心不动则不痛 提交于 2020-01-21 11:48:07

问题


ADDED INFO:

I'm using the inside of a square as an arena. On start up, the square spawns in a random position, and rotation, and I can't access any of the squares attributes.

I then have a moving object inside the square, that I'm building AI for, and I want the object to 'learn' where the arena walls are. Every time the object bumps into a wall, I get a touch return, so I know if its hit or not. I'm using this to map the global position of where the object hit the wall and save it ... After 3 hits on the same wall, I want to mathematically 'draw a straight line' down those dots which will represent the arena walls - with this, I can tell my object not to go near these coordinates.

The reason for 3 dots? Well, if the object hit one side of a wall, then was to hit another side of a wall, I will have a line drawn from one side to another, giving false data about where the wall is.

If Java sees three (or more) dots inline, it knows that the object has hit the same wall (either being further up or so).

CONTINUED:

I'm trying to map out lines with given coordinate data. Basically I have an array that holds X and Y coordinates, and I want to be able to mathematically detect if it's they make up a straight line (give or take a few pixels). (The coordinate are a boarder of a square)

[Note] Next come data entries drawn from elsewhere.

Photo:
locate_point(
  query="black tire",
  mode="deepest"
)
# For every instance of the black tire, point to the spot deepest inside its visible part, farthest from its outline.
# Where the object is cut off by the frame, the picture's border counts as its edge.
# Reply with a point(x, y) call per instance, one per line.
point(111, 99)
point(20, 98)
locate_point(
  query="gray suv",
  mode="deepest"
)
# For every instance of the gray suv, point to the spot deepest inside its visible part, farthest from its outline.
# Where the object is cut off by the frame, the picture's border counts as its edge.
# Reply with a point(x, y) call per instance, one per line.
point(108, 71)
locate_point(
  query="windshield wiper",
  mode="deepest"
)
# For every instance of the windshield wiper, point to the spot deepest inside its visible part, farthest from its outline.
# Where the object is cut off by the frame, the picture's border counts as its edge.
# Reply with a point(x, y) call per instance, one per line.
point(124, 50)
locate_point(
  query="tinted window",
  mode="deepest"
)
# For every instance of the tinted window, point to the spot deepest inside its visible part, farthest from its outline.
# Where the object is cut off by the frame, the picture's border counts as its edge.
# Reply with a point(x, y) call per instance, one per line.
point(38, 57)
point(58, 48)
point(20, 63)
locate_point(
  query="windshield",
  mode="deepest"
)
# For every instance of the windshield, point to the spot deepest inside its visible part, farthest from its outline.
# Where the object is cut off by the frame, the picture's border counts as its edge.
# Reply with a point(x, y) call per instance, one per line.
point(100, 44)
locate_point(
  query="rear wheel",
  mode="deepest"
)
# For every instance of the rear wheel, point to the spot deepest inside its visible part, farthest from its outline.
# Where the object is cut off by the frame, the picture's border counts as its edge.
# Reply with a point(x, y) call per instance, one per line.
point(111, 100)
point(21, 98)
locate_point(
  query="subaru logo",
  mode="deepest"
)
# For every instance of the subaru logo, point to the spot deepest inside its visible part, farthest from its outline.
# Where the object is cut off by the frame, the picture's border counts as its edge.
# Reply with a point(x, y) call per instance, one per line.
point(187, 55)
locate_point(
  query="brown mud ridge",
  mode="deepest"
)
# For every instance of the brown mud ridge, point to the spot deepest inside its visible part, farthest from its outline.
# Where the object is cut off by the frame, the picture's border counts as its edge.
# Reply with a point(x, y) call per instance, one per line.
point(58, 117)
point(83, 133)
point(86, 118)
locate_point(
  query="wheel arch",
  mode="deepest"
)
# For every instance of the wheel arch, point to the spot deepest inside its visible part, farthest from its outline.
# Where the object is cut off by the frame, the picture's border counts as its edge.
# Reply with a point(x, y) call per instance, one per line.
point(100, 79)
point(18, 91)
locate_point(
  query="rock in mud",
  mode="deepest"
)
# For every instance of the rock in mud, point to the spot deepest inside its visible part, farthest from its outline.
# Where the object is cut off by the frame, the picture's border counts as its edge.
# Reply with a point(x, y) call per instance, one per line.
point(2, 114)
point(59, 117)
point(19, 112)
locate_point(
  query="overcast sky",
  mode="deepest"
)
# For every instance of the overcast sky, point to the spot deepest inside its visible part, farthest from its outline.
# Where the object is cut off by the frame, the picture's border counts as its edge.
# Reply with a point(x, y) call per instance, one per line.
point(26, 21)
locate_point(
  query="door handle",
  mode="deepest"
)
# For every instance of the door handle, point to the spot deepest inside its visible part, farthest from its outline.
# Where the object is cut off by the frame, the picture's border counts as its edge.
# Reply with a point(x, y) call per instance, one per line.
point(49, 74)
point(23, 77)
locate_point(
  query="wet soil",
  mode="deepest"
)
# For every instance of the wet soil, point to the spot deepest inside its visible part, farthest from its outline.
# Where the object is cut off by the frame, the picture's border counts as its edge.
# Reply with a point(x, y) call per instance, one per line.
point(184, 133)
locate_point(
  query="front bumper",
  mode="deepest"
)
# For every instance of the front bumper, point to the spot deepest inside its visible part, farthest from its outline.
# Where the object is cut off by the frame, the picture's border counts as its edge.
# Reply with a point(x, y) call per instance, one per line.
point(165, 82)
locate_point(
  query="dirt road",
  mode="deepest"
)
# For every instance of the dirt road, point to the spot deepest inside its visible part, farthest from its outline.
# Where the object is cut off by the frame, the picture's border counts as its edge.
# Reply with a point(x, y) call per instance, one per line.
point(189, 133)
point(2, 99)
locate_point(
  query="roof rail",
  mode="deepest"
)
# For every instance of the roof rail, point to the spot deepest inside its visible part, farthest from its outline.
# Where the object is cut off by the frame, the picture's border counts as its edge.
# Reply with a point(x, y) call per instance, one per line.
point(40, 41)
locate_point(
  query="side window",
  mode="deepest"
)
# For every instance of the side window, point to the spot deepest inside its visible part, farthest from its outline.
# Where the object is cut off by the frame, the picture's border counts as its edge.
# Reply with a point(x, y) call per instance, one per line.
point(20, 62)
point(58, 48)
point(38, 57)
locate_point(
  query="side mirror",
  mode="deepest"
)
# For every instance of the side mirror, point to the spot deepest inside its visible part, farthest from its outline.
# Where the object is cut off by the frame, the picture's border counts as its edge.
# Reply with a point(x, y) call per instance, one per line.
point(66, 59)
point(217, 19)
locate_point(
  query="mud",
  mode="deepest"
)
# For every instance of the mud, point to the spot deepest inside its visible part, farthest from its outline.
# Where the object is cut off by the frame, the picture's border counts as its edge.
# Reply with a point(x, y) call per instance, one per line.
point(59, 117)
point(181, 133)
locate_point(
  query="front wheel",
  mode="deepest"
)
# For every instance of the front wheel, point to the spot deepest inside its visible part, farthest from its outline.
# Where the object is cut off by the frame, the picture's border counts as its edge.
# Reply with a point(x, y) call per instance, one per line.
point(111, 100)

For example, the array might be like this:

[x0][y0] - 1,1

[x1][y1] - 2,2

[x2][y2] - 5,5

Which will present a diagonal line of on side of the square, like so:

But sometimes I might get one coordinate of one side of the square, and then another side, all mixed up (and not necessarily on a 90 degree angle either!). So I want to be able to run through the array, and detect what coordinates make a line (or the boarder side of the square), like so:

So right now, I have a 2D array:

private double wallLocations[][] = new double[10][10];

and a while loop that doesn't do the job. I don't really know where to even start with this one:

for(int r = 0; r < wallIndex; r++){
            for(int c = 0; c < wallIndex; c++){

                int index = 0;
                if(wallLocations[r][index] == wallLocations[r][c] && wallLocations[r][index + 1] == wallLocations[r][c] &&
                        wallLocations[r][index + 2] == wallLocations[r][c]){

                    System.out.println("***** Wall Here! *****");
                    index++;
                }

            }
        }

---- UPDATE ----

Heres a better example in what I'm looking for. The red dots represent the coordinates coming in, a line is detected when 3 or more dots line up (if it was 2 dots, then it would detect any and ever dot) ... You notice that this is starting to look like the boarder of a square?


回答1:


This seems to essentially be a clustering problem, and those can be generally pretty hard. Part of a reason clustering is hard is that there may be more than one applicable mapping.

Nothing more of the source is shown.